Neutral Zone Hosts Youth Diversity Forum

Community High students listen to Neutral Zone presenters.

On a chilly Friday morning reminding Ann Arbor that winter was near, drifting snowflakes found their way to the shoulders of Community students trudging towards the Neutral Zone. Deciding to make introductions, the group shared answers to questions they had invented on the walk: “what is your name?”, “what color is your toothbrush?” and “what type of sticker would you put on your laptop?”.

The CHS students were welcomed to their destination by colorful graffiti and an escape from the cold. After quickly checking in with staff, they filed into a large room set up with a circle of folding chairs, where students from Milan, Whitmore Lake, Skyline, and Washtenaw International high schools were already seating themselves.

The first part of the Diversity Forum was an all-group activity. The words Race, Gender, Religion, Socioeconomic Status, Ethnicity, Sex, Ability, Age, Nationality and Sexual Orientation were displayed on papers around the room. Then, a series of questions was asked, and each person would walk and stand next to the concept that best answered the question for them. After each movement around the room, facilitator Kelsey Cavanagh-Strong asked for volunteers to explain the reasoning behind their choice. For example, the last question asked which issue students wanted to address most at their school, and the overwhelming majority formed a cluster in front of the word “Race.” A few raised their hands and spoke out about racial tensions at their schools, including incidents in the Ann Arbor Public Schools that had left a sense of division, to murmurs of agreement and sympathy.

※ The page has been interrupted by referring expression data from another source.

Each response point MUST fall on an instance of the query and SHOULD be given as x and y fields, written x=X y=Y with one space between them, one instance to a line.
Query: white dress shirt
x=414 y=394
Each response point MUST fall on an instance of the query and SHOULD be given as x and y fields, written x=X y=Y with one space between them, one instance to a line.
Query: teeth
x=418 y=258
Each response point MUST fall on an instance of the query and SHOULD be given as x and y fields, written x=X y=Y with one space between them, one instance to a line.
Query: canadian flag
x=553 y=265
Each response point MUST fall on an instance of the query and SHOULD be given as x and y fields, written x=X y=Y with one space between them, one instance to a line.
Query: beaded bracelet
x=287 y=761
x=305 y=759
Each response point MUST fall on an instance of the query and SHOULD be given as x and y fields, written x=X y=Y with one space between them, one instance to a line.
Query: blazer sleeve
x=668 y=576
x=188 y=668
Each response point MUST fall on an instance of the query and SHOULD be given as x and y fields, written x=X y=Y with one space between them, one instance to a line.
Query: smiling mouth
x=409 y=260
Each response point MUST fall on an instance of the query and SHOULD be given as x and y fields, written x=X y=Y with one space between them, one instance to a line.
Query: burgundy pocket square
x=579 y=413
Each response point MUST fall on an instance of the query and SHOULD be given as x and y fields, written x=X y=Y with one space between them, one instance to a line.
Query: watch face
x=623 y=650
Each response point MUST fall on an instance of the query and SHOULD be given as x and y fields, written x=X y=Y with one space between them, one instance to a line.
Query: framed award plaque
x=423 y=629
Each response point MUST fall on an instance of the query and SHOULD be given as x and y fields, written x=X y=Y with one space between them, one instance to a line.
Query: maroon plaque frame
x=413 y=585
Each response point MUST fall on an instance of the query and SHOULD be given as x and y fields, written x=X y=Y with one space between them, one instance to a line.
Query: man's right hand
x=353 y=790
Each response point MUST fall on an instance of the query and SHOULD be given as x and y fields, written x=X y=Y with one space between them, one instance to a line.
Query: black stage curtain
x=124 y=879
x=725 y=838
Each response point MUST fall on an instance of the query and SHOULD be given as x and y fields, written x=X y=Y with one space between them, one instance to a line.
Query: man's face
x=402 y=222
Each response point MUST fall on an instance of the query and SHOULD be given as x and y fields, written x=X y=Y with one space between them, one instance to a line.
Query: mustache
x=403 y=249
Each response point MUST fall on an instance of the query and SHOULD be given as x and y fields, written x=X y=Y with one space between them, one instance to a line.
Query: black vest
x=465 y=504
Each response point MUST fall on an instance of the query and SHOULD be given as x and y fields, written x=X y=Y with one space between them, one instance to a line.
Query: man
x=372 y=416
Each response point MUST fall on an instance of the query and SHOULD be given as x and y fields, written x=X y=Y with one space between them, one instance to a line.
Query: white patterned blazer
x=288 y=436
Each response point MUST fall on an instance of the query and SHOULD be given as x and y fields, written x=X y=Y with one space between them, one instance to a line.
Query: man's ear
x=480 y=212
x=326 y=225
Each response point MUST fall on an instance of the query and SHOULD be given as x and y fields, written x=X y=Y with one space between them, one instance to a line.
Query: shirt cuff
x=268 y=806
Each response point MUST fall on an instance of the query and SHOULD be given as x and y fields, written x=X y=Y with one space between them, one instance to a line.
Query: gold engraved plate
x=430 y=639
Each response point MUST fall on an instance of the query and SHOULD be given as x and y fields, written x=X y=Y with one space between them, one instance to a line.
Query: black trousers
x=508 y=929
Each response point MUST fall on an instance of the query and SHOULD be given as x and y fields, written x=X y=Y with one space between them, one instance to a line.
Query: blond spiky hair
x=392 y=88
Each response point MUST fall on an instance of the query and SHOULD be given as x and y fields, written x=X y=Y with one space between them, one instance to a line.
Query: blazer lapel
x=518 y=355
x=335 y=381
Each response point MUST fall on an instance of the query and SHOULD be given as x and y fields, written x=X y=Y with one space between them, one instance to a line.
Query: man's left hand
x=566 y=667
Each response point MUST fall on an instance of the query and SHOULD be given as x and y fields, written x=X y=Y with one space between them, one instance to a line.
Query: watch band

After a break for lunch provided by Afternoon Delight, the group was broken up into smaller sections for the afternoon activities. One section completed a racial inventory and discussed the Black Lives Matter movement while the other talked about gender identity, and then the two switched places. In both exercises, observations were made that the “dominant” social class, such as white people or men, often did not realize their privileges, while the oppressed social class, like racial minorities or women, was all too aware. In this way, students gained awareness about issues facing people different from themselves.

The day ended back in the large circle with a chance for shout-outs and thanks between students for sharing their stories. The Neutral Zone asked for feedback and a one-word summary of the Diversity Forum. The most commonly used were educational, eye-opening, and enlightening.